# Building a Tunnel, What Size Openings to Allow O Gauge Trains thru?



## LFM

I am looking to build a train tunnel for my nephew and wondering how large the openings need to be to allow a New Lionel O Gauge 3 Rail Trains to pass thru? What is the widest engine or car as to make the openings wide enough as well as tall enough to get them thru?

Any information on size would be helpful. Trying to build something from scratch I know the track is 3.5 inches wide but not sure of the engines and cars being many different ones?

Thanks,
LFM


----------



## T-Man

Well at least a half inch higher than your tallest car. I saw a surfliner today in O scale it was huge!!.
I have a foam tunnel that cover an 027 corner. This is a worst case since the engine has to swing out of a curve. I will get the dimensions. 4 1/2 wide by 5 7/8 high. Inches.


----------



## Boston&Maine

Those sound like good dimensions T-Man... The single portal which MTH makes has an opening of 4-1/4" by 5-5/8"...

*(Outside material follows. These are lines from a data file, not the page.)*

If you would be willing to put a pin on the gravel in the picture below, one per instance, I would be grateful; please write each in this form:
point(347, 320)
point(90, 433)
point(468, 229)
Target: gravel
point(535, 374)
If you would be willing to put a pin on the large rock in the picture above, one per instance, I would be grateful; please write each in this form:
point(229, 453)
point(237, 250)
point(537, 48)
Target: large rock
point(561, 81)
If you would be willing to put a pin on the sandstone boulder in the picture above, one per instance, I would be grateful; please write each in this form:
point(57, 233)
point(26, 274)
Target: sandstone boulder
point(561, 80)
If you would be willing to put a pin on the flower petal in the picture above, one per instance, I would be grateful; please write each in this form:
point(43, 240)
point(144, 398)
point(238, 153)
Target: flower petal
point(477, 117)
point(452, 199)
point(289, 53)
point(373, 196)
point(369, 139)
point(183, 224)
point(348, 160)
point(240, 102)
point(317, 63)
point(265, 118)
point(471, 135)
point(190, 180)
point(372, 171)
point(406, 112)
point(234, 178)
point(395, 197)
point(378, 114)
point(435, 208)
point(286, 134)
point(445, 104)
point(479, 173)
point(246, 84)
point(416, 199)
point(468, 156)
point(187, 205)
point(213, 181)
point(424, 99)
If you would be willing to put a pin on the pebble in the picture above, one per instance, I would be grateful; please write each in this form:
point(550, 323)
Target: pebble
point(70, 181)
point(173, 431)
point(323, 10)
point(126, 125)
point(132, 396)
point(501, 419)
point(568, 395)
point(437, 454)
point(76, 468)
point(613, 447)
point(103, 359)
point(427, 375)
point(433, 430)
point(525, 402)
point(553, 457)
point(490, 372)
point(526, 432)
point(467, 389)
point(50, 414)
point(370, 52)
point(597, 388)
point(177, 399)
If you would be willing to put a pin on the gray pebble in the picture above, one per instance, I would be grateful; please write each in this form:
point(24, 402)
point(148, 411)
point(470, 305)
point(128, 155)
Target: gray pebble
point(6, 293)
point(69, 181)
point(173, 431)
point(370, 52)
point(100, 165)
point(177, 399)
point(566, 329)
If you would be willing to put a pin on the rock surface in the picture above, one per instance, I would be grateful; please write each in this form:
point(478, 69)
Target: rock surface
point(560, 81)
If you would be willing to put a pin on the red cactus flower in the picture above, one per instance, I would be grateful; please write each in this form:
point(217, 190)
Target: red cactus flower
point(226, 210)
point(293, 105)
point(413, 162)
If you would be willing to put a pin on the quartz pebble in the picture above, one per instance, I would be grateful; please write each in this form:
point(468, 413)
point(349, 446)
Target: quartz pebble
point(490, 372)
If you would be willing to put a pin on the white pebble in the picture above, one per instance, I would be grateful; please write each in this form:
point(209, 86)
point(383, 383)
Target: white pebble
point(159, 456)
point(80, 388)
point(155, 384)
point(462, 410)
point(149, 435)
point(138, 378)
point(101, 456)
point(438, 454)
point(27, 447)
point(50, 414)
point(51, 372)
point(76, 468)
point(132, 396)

http://www.mthtrains.com/detail.asp?item=40-9014


----------



## T-Man

The tunnel is an old foam piece I got at a yard sale for a buck. Part of my instant scenery series!:laugh: Probably made by the company that does carpet grass ( another favorite). 
Anyway the Amtrack was impressive. If you travel through York ( for you outlanders, MAINE not Pen.) stop by to see it.
I also checked a Lionel trestle. 4 1/2 inches rail to rail. The tie closed the gap to 4.


----------



## LFM

Thanks alot, I had ia layout of 3.75 wide X 5.5 tall. Glad I checked I will make it 4.5 x 6 should not have any issues with future train engines or cars that come out...

Appreciate the prompt replies and information...

Take Care,
LFM


----------